Barbara Quinn Schmidt, Southern Illinois University at Edwardsville, chaired the panel on “Readers Writing Back,” which featured papers by Judith Knelman, University of Western Ontario, Kathleen McCormack, Florida International University, and Thomas J. Tobin, Duquesne University, Pittsburgh. Knelman’s paper, “Marriage on the Agenda,” described several series of letters to the editor of the Daily Telegraph between 1868 and 1898 on changing attitudes to marriage. While it appears that these protracted correspondences were used to fill the paper when Parliament was not in session, they now serve as a record to what ordinary people, especially women, thought about such issues as paid employment for wives and mothers, the standard of living that it was necessary to offer a wife, and the desirability of constant social companionship between husband and wife. McCormack followed with “‘Correspondence’ in the Mid-Victorian Ladies Companion: Editors, Readers, and Scornful Rejections.” The panel concluded with Tobin’s “The Reader as Editor in John Ruskin’s Defense of Pre-Raphaelitism in the Victorian Press,” in which he asserted that John Ruskin, in his defense of Pre-Raphaelitism in the 1851 London Times, was his own editor. Ruskin subsumed his critics, making them part of the process of his thinking, thus changes in Ruskin’s thinking are best seen not in his books, but in the week-to-week fluctuation in his periodical correspondence.

One of the last two panels of the 2000 conference, “Editors and/as Authors,” was chaired by Michael Wolff, University of Massachusetts. It opened with David Finkelstein’s paper entitled “Receipt Acknowledged: Submissions to Blackwood’s Magazine, 1901-1904,” followed by “‘The Healthy Fact of Working for One’s Bread’: George Eliot, Editor and Reviewer,” by Fionnuala Dillane, Trinity College, Dublin. Her paper argued that George Eliot’s own awareness of the market pressures and genre-driven tensions central to mid-nineteenth-century journalism, as demonstrated in her editorial correspondence and in her 1956 article “The Natural History of German Life,” indicates the significant influence of her time as a professional journalist on her life-long writing career. The panel concluded with “The Reality of Authorship: The Influence of Blackwood’s Edinburgh Magazine on the Brontë Juvenilia,” by Katherine Frank, University of Washington, which used Charlotte and Branwell Brontë’s juvenile writing, modeled after Blackwood’s Edinburgh Magazine, as a case study for considering the influence of collaboration and collectivity on Victorian authorship. The siblings’ bold and transparent writing, their literary partnership, and the longevity of their project all help to show the role that collaboration plays in the genesis of literary careers.
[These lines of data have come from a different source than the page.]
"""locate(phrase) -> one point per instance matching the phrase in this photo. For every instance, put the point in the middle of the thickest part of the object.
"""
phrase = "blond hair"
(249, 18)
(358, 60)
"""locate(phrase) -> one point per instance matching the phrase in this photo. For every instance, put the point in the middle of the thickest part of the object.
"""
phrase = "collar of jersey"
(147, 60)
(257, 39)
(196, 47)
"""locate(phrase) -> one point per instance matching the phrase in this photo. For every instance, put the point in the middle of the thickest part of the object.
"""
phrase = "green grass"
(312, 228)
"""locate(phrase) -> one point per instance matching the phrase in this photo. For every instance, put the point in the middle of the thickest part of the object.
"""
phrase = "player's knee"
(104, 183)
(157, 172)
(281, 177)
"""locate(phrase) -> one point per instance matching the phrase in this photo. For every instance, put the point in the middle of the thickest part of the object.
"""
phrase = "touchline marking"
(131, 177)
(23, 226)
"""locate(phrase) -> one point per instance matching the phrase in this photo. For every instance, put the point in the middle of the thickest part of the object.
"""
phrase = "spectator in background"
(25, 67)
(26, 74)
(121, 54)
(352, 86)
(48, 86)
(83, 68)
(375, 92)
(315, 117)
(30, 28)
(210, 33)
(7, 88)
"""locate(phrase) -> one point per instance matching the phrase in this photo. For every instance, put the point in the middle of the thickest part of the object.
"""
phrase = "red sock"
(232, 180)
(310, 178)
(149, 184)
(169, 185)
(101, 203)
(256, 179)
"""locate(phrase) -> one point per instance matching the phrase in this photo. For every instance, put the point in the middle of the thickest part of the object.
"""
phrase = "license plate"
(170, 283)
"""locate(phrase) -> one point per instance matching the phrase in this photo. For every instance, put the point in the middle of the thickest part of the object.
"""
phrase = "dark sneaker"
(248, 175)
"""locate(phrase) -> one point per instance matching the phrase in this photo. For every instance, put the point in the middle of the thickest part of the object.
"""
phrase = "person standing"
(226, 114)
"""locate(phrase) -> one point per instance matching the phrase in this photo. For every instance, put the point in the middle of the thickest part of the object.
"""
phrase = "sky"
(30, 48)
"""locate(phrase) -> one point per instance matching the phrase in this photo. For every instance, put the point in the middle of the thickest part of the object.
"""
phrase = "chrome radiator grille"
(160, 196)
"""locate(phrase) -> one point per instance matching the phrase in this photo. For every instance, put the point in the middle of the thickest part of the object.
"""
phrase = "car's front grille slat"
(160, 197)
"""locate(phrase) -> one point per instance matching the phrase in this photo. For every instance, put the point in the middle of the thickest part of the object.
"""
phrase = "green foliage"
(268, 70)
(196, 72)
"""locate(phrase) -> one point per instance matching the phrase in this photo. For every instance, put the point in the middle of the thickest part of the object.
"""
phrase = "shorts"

Michael Harris, Birkbeck, University of London, chaired “Political Encounters,” a panel which opened with “‘Fear of Anarchy’: International Terrorism, The Times and The Princess Casamassima,” by Christine DeVine, University of Wisconsin-Madison. In the 1880s, while frightening its readers with lurid details of bloody assassinations and explosions, The Times placates its readers by suggesting that working-class revolt cannot happen in England. DeVine argued that Henry James, in The Princess Casamassima, contravenes the all-knowing, middle-class voice of The Times. “‘Astonishing Secrets Disclosed to the Well-Informed Mind’: The Politics of Charles Knight’s Penny Magazine,” by Paul Thomas Murphy, University of Colorado, Boulder, explored the first (1832) volume of the Penny Magazine to demonstrate the remarkable consistency and depth of the periodical’s liberal ideology, suggesting that that ideology informs articles on subjects as diverse as lobster shells, breadfruit, the Pyramids of Egypt, sugar, and the Thames Tunnel. This panel concluded with the presentation of a paper by Alex Nalbach, University of Michigan, Flint, entitled “‘The Wily Doctor’: Sigmund Englander and the Intrigues of Telegraphic News Gathering, 1850-1900.”